Depois de aplicada a regra, é possível responder prontamente às seguintes perguntas: por que os cardiologistas japoneses, uma especialidade sem importância na década de 1950, são hoje de absoluta necessidade no país? Por que a Ásia é o novo foco de uma epidemia de diabetes que hoje excede 100 milhões de casos? Por que a Organização Mundial de Saúde projeta um crescimento de 170% no número de pessoas com diabetes nos países em desenvolvimento até 2025 - de 84 milhões para 228 milhões de diabéticos? Por que se projeta um aumento de 122% no número de casos da doença no mundo - de 135 milhões para 300 milhões de diabéticos? Por que o número de casos de diabetes quase dobrará na Índia entre 1995 e 20257?
A resposta a todas essas perguntas é uma só: tudo isso é consequência da ocidentalização dessas culturas, o que, em termos biológicos, significa a aceitação dos carboidratos refinados na alimentação. Sendo assim, as descobertas de Cleave servem, em grande parte, como base para a compreensão da incidência das doenças modernas em todas as partes do mundo.
Seu trabalho, Saccharine Disease, pode ter sido uma observação antes de seu tempo, referindo-se ao fato de o fenômeno ter sido observado antes da elaboração da explicação científica. Mas tudo isso são águas passadas. Acumularam-se tantos indícios que associam os carboidratos refinados a distúrbios do açúcar e da insulina, e esses distúrbios a doenças cardíacas, hipertensão e derrames, que, em minha opinião, qualquer membro de um conselho médico encarregado de elaborar as políticas públicas que permanecer em silêncio quanto à questão pode ser acusado de omissão. Simplificando, isso significa que está na hora de os membros do establishment médico, que continuam recomendando cereais açucarados como sendo alimentos saudáveis para o coração, começarem a procurar um advogado.

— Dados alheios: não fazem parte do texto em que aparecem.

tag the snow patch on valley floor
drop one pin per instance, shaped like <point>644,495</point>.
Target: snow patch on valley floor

Hoje, existem inúmeras informações em publicações científicas importantes sobre os fatores de risco para doenças cardíacas, e está cada vez mais aparente que o nível de colesterol total tem pouca importância quando comparado a outras anormalidades bioquímicas com maior probabilidade de levar à principal causa de morte e encurtamento da vida. Não acredito que existam cardiologistas que não estejam conscientes disso, mas é bem possível que, ao consultar um cardiologista, ele não o informe desses fatos.
É difícil eliminar idéias fixas. Por isso, nos próximos capítulos, vou expor esses fatos com base nos conhecimentos disponíveis hoje. Não há alvo melhor para nossa exploração do que a principal causa de morte dos Estados Unidos - as doenças cardíacas.